Week 2 - R and SQL

Parts 1 & 2: Build Table & Store data in SQL database

Connecting to the class Azure database took a little longer than expected at first. My machine is over 10 years old and still running MacOS 11 Big Sur (no longer supported for updates) so I had to find archived versions of MySQL and MySQL workbench.

Once connected and logged in, I manually input the table using the Workbench GUI, which was helpfully converted into SQL code too.

Part 3: Transfer data from SQL database to R dataframe

To begin with, I was protecting the db password with R Studio’s built-in password input function, but it broke when knitting the document and execution of the chunk halted with errors:

pw <- .rs.askForPassword(“Database Password:”)

Confirmed here that this is a known R Studio issue that they have no intention of ever fixing.

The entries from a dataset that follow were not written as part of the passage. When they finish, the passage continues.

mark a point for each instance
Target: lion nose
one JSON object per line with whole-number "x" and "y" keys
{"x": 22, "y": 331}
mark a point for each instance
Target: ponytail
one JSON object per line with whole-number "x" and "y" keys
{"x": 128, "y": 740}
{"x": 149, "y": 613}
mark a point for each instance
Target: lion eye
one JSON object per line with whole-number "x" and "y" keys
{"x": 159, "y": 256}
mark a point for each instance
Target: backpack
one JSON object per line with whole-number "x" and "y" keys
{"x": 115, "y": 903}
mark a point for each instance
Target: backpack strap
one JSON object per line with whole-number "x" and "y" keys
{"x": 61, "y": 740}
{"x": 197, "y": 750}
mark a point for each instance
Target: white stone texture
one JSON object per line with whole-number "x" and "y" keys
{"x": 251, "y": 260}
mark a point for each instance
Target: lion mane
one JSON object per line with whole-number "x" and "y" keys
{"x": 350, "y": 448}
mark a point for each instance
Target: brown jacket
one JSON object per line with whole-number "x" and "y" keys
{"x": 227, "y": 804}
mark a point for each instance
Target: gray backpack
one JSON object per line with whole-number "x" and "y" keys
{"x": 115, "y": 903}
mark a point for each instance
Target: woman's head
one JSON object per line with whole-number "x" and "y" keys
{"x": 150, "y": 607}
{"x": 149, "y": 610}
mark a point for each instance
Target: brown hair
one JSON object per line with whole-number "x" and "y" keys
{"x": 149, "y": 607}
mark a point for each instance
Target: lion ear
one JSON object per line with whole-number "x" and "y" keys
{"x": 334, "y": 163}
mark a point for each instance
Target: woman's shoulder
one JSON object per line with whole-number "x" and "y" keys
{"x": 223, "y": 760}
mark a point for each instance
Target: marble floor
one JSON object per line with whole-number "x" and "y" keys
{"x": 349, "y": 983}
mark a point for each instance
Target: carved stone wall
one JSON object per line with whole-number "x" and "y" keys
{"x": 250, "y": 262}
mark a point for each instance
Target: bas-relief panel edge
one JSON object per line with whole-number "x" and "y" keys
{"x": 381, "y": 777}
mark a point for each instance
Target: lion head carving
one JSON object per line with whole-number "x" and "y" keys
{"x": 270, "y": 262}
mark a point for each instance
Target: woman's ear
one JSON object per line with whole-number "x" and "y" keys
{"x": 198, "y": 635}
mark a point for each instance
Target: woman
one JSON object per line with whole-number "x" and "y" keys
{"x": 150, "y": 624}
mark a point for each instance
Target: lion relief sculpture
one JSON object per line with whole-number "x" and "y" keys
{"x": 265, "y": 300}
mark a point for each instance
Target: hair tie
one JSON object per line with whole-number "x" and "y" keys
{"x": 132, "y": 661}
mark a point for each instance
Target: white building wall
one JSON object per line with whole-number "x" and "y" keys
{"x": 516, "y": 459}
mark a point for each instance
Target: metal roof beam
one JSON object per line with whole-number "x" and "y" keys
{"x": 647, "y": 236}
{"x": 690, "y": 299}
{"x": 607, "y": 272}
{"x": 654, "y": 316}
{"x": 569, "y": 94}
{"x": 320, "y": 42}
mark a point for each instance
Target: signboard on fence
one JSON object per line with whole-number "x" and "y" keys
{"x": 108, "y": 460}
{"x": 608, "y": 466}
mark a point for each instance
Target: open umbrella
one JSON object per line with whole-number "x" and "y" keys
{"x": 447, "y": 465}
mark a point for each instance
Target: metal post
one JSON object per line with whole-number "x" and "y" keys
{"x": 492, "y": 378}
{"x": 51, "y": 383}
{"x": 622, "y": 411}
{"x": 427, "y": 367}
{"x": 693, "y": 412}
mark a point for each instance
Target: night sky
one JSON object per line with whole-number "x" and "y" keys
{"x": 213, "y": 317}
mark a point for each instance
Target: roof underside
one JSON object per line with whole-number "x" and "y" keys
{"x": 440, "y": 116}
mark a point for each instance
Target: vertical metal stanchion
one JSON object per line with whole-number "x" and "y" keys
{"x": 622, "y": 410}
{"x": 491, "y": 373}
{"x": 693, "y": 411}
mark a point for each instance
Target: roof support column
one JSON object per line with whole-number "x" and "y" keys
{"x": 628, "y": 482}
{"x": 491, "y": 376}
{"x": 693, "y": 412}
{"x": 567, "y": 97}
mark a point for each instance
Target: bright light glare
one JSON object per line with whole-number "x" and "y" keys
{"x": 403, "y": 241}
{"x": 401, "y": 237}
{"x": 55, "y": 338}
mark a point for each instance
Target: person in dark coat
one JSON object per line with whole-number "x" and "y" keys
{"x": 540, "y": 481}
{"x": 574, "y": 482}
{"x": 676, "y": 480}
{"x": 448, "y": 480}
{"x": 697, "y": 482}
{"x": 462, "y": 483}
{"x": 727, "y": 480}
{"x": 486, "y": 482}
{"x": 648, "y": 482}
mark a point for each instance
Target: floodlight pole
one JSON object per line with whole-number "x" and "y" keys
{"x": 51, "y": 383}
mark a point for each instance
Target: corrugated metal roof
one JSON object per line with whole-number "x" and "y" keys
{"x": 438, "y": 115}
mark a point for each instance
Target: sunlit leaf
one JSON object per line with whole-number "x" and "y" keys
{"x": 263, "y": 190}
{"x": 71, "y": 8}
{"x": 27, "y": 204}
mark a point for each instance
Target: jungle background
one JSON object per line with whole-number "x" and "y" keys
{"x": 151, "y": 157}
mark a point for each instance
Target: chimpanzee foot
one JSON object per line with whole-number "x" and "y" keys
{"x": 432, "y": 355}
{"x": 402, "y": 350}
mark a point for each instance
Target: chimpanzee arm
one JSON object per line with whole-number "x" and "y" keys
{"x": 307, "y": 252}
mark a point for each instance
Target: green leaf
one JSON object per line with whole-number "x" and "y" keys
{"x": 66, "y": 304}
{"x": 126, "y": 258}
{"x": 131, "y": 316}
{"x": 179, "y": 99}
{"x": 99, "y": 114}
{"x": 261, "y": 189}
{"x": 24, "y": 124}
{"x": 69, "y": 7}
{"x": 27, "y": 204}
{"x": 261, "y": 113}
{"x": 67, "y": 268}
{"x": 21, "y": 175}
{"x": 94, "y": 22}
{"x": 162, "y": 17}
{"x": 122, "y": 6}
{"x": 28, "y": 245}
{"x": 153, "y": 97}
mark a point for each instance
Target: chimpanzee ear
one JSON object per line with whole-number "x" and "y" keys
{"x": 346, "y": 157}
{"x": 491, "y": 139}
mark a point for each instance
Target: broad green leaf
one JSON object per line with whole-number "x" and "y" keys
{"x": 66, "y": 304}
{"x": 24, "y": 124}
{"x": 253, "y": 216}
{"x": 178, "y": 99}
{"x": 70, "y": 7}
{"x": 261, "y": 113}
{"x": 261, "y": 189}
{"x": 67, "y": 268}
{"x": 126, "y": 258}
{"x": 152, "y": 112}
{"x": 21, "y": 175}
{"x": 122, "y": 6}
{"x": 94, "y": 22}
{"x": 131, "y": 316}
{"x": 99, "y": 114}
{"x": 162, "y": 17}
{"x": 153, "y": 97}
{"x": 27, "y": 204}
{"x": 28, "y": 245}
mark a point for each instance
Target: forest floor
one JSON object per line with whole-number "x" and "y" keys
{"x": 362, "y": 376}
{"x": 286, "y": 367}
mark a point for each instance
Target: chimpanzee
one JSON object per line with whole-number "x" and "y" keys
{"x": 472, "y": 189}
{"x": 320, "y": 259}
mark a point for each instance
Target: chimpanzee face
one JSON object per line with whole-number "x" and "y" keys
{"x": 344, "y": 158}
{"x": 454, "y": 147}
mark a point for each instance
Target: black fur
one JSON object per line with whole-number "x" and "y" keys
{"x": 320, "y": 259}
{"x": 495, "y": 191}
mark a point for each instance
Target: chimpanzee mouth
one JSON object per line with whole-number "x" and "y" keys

Instead, I used a ‘parameterized report’ by updating the top of the r markdown file, and then selecting ‘Knit with Parameters’:

title: "StephanieChiang_607_2"
output: html_document
date: "2024-09-11"
params:
  pwd:
    label: "Please input password"
    value: ""
    input: password
library("RMySQL")
## Loading required package: DBI
sc_connection <- dbConnect(MySQL(),
                        user="stephanie.chiang02",
                        password=params$pwd,
                        dbname="stephanie.chiang02",
                        host="cunydata607sql.mysql.database.azure.com",
                        port=3306)

dbListTables(sc_connection)
## [1] "movies_2024"
movies_2024 <- dbReadTable(sc_connection, "movies_2024")

Part 4: Missing data strategy

First, I converted the column to numeric. From there, any strategy chosen to handle missing values would depend on the aim.

movies_2024$score <- as.numeric(as.character(movies_2024$score))

# For example, if I want an overall consensus of the quality of movies this year:
# strip the values using na.rm=TRUE when calculating the median
total_median <- median(movies_2024$score, na.rm=TRUE)
print(total_median)
## [1] 4
# Or another example, counting the viewership/popularity of a movie:
# use is.na() to remove from the count
challengers_viewership <- nrow(
  movies_2024[movies_2024$title == "Challengers" & !is.na(movies_2024$score),]
)
print(challengers_viewership)
## [1] 3
# In the future, for a recommender, a subset of NA values could be created
# perhaps even for each reviewer
mom_unwatched <- movies_2024[movies_2024$reviewer=="Mom" & is.na(movies_2024$score),]
library(knitr)
kable(mom_unwatched)
id title reviewer score
8 8 Challengers Mom NA
23 23 Blink Twice Mom NA
28 28 Didi Mom NA

Conclusion

# Close the connection once finished, to conserve system resources
# (helpful when your laptop is as old as mine)
dbDisconnect(sc_connection)
## [1] TRUE